How the Pathogenic Fungus Alternaria alternata Copes with Stress via the Response Regulators SSK1 and SHO1

The tangerine pathotype of Alternaria alternata is a necrotrophic fungal pathogen causing brown spot disease on a number of citrus cultivars. To better understand the dynamics of signal regulation leading to oxidative and osmotic stress response and fungal infection on citrus, phenotypic characterization of the yeast SSK1 response regulator homolog was performed. It was determined that SSK1 responds to diverse environmental stimuli and plays a critical role in fungal pathogenesis. Experiments to determine the phenotypes resulting from the loss of SSK1 reveal that the SSK1 gene product may be fulfilling similar regulatory roles in signaling pathways involving a HOG1 MAP kinase during ROS resistance, osmotic resistance, fungicide sensitivity and fungal virulence. The SSK1 mutants display elevated sensitivity to oxidants, fail to detoxify H2O2 effectively, induce minor necrosis on susceptible citrus leaves, and displays resistance to dicarboximide and phenylpyrrole fungicides. Unlike the SKN7 response regulator, SSK1 and HOG1 confer resistance to salt-induced osmotic stress via an unknown kinase sensor rather than the “two component” histidine kinase HSK1. SSK1 and HOG1 play a moderate role in sugar-induced osmotic stress. We also show that SSK1 mutants are impaired in their ability to produce germ tubes from conidia, indicating a role for the gene product in cell differentiation. SSK1 also is involved in multi-drug resistance. However, deletion of the yeast SHO1 (synthetic high osmolarity) homolog resulted in no noticeable phenotypes. Nonetheless, our results show that A. alternata can sense and react to different types of stress via SSK1, HOG1 and SKN7 in a cooperative manner leading to proper physiological and pathological functions.

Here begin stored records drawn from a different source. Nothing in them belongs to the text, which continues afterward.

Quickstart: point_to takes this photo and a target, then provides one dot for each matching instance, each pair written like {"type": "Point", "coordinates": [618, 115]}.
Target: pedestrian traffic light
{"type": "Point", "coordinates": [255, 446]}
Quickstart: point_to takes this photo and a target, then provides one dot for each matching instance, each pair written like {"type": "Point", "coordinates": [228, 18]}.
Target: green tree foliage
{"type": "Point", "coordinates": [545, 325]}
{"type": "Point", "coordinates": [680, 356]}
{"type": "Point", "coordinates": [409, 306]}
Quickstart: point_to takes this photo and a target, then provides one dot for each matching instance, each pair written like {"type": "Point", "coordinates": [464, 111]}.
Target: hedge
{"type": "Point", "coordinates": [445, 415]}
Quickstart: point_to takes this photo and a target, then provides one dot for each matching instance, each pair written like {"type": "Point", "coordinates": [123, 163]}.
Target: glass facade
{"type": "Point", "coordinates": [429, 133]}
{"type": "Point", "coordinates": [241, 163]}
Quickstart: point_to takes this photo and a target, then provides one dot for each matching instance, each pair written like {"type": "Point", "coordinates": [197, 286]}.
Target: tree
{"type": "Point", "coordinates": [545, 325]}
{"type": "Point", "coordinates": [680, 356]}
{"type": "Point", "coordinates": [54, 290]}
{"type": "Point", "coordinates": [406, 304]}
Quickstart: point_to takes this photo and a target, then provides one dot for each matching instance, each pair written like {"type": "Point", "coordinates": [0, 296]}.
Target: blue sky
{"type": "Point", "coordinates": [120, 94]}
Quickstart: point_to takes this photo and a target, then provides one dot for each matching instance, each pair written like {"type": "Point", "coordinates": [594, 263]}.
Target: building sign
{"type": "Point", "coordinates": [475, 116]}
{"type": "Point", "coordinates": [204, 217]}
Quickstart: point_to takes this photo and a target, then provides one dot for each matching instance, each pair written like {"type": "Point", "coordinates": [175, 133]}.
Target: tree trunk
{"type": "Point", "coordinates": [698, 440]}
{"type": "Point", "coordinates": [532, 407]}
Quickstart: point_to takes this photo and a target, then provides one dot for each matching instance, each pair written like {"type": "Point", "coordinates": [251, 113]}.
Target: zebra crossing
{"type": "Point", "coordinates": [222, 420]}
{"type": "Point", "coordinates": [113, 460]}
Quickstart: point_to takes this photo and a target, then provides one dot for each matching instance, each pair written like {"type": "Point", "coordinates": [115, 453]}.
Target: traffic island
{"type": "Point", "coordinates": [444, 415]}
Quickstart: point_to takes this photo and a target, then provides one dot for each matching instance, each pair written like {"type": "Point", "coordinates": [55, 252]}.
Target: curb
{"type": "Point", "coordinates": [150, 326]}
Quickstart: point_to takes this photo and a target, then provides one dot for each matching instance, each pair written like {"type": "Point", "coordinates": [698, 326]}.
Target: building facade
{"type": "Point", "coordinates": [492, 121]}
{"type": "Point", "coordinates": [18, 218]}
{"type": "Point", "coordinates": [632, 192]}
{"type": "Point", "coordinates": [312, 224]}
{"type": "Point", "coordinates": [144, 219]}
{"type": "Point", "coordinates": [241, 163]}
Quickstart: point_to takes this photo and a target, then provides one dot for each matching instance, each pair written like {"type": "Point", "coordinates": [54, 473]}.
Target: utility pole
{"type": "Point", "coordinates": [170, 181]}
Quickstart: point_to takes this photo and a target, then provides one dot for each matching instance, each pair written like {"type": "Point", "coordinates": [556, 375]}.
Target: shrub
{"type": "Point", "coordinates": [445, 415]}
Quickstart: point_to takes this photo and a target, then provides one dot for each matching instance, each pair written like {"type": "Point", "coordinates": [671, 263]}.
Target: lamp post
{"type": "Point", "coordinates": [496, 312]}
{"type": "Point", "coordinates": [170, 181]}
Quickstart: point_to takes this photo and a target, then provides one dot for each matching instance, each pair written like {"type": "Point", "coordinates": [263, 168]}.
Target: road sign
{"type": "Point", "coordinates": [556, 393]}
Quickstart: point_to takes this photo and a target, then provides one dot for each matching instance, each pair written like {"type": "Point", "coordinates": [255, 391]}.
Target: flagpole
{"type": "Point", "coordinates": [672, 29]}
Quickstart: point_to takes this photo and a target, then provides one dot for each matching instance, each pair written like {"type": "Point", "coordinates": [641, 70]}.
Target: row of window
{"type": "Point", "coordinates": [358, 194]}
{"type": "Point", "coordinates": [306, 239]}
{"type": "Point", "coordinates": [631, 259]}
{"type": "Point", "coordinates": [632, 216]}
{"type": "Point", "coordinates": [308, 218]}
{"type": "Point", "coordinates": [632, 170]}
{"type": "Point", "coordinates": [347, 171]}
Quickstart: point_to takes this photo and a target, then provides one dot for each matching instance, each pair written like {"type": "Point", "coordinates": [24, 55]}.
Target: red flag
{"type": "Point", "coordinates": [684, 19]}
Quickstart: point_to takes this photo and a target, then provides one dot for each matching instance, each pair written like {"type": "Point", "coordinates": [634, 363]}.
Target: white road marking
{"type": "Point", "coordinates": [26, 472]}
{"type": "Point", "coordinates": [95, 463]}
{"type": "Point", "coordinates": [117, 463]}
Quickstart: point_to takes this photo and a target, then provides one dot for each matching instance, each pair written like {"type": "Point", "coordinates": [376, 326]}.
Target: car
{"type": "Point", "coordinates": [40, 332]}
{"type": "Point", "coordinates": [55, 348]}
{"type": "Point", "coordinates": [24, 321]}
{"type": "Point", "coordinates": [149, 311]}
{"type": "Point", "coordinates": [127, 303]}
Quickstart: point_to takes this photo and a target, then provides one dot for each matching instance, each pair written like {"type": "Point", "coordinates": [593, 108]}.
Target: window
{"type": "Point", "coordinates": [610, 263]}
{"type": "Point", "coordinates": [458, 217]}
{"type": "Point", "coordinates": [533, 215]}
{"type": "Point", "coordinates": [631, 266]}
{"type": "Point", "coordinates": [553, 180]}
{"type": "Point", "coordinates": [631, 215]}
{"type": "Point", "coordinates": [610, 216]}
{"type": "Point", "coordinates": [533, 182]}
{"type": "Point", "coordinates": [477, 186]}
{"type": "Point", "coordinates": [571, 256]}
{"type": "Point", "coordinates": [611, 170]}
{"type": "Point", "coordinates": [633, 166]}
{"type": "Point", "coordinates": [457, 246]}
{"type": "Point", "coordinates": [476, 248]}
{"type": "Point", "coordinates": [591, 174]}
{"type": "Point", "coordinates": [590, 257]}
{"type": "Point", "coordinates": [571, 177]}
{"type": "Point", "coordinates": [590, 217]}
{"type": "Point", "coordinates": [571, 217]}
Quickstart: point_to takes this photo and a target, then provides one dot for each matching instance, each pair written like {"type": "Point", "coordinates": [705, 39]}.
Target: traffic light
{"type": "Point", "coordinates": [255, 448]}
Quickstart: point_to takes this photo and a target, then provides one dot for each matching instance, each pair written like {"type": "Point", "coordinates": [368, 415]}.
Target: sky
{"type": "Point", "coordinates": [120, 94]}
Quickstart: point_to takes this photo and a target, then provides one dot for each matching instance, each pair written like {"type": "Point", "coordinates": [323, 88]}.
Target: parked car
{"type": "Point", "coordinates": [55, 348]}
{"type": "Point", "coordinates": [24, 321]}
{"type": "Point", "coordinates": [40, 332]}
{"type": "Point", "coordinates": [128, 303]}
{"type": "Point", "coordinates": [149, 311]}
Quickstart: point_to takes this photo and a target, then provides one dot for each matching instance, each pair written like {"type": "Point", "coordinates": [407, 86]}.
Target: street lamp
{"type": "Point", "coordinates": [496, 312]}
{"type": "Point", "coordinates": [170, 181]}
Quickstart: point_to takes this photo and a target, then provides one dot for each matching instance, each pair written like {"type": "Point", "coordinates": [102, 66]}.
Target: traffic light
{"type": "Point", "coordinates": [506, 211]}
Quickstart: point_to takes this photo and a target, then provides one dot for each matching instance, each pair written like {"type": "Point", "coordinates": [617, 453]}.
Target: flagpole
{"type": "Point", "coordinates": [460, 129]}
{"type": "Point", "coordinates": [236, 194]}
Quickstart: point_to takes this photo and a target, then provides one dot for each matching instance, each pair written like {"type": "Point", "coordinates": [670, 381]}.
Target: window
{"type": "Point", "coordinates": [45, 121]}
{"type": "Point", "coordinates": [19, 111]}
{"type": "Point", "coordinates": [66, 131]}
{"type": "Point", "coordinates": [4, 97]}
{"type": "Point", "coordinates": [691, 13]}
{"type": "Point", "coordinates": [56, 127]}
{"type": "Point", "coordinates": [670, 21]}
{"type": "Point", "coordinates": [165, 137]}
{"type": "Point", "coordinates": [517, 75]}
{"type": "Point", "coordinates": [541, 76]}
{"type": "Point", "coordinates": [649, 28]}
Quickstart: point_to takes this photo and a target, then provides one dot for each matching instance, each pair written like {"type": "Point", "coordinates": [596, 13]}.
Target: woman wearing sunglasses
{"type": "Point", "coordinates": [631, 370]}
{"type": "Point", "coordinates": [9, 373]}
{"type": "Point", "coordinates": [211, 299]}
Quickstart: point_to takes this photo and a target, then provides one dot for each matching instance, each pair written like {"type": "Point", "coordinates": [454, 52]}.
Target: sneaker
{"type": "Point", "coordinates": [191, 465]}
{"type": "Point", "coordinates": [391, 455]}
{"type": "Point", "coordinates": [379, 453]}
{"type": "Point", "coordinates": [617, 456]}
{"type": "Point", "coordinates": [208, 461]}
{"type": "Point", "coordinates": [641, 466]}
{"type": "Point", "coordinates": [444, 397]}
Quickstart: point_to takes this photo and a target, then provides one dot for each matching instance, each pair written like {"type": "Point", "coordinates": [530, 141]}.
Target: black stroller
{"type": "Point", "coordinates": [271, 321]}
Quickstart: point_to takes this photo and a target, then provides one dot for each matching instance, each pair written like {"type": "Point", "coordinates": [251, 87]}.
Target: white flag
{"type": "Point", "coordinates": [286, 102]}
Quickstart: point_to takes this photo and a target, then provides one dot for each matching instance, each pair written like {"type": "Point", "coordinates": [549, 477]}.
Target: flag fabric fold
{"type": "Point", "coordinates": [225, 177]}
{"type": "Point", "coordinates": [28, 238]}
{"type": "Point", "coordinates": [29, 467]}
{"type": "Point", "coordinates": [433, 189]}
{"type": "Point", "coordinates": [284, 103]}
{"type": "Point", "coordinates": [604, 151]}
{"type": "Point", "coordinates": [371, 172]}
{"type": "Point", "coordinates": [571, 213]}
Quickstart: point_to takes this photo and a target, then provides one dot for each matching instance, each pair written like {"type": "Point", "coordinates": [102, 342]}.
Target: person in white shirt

链格孢菌（Alternaria alternata）的橘致病型是一种坏死营养型真菌病原体，可在多种柑橘品种上引发褐斑病。为更好地解析介导氧化、渗透胁迫响应及柑橘真菌侵染的信号调控动态，本研究对酵母SSK1应答调节因子同源物进行了表型表征。研究确定，SSK1可响应多种环境刺激，并在真菌致病过程中发挥关键作用。针对SSK1缺失所产生表型的实验显示，在活性氧（Reactive Oxygen Species, ROS）抗性、渗透抗性、杀菌剂敏感性及真菌毒力相关的信号通路中，SSK1基因产物可能行使类似的调控功能，该通路涉及HOG1丝裂原活化蛋白激酶。SSK1突变体对氧化剂的敏感性升高，无法有效清除过氧化氢（H₂O₂），仅能在易感柑橘叶片上诱导轻微坏死，且对二羧酰亚胺类与苯基吡咯类杀菌剂具有抗性。与SKN7应答调节因子不同，SSK1与HOG1通过未知的激酶传感器（而非“双组分”组氨酸激酶HSK1）赋予菌株对盐诱导渗透胁迫的抗性。SSK1与HOG1在糖诱导渗透胁迫中发挥中等程度的调控作用。本研究同时证实，SSK1突变体丧失了从分生孢子产生芽管的能力，表明该基因产物参与细胞分化过程。SSK1还参与多药耐药性调控。然而，酵母SHO1（合成高渗性）同源物的敲除未产生可观测的表型。尽管如此，本研究结果表明，链格孢菌可通过SSK1、HOG1与SKN7的协同作用感知并响应不同类型的胁迫，从而维持正常的生理与病理功能。